# Single-End Vs Dual-End Power Ballast Bypass LED Tbes



## swimmer (Mar 19, 2011)

For the LED ballast bypass tubes used as replacements for T8 and T12, which do you prefer, single-end power or dual-end power. I've used single-end power because that's what they had at Home Depot. Haven't had any call backs yet. T


----------



## HackWork (Oct 2, 2009)

Here's my take:

https://www.electriciantalk.com/f29/older-flouresent-fixture-251186/index2/#post5153580


----------



## Forge Boyz (Nov 7, 2014)

Get the ones that can do either.

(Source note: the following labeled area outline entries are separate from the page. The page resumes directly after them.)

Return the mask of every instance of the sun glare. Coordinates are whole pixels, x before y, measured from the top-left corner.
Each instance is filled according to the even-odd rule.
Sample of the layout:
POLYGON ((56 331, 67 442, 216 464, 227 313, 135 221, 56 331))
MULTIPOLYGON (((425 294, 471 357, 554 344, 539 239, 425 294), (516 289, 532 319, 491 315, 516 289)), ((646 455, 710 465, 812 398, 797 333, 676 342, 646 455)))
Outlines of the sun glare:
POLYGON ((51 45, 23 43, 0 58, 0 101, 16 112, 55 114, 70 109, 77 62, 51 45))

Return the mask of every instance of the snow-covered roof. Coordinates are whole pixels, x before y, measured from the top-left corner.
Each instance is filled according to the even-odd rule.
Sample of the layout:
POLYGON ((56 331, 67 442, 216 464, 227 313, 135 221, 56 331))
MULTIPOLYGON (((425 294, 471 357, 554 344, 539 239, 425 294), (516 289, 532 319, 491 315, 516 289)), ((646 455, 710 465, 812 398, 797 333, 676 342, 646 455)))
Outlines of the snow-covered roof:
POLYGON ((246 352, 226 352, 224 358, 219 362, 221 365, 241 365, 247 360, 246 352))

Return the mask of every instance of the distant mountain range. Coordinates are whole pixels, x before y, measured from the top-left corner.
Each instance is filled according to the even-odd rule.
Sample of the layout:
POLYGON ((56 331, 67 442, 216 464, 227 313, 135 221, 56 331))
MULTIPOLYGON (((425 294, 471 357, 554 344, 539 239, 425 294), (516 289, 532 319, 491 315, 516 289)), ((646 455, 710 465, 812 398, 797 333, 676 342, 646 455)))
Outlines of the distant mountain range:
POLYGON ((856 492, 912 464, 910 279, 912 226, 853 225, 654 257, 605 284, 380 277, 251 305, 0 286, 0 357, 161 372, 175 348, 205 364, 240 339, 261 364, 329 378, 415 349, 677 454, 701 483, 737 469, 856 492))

It's one tube to stock for any application.

Sent from my XT1650 using Tapatalk


----------



## rjniles (Aug 1, 2011)

With double ended tubes, you can use/reuse shunted or non shunted tombstones. With single ended they must be non shunted.

Sent from my RCT6213W22 using Tapatalk


----------



## HackWork (Oct 2, 2009)

Forge Boyz said:


> Get the ones that can do either. It's one tube to stock for any application.


Which ones are you talking about?


----------



## Forge Boyz (Nov 7, 2014)

HackWork said:


> Which ones are you talking about?


Tubes that can be used for either single end feed or double end feed. They have some type of sensing circuit in them that tells them how to operate. 

Sent from my XT1650 using Tapatalk


----------



## HackWork (Oct 2, 2009)

Forge Boyz said:


> Tubes that can be used for either single end feed or double end feed. They have some type of sensing circuit in them that tells them how to operate.


I haven't seen those. I wonder if they are more expensive?

The way I see it, the doublesided tubes work in all situations. They will work with both shunted and non-shunted tombstones. If the light has shunted tombstones and is fed from a single side, you have to wire up the other side. But you are in there wiring around the ballast anyway, so moving that wire to the second tombstone really doesn't make a difference.


----------



## Forge Boyz (Nov 7, 2014)

For us they are the same price. We checked into double ended and that is how they came. We like them because we use them in 8' tandem strip lights and also wraparounds in new work as well and they come wired single ended.

Sent from my XT1650 using Tapatalk


----------



## joe-nwt (Mar 28, 2019)

Been using the double-ended LED for about 4 years now. Sold/installed about 10,000 so far. I don't care what kind of tombstones I or my customers run into.


----------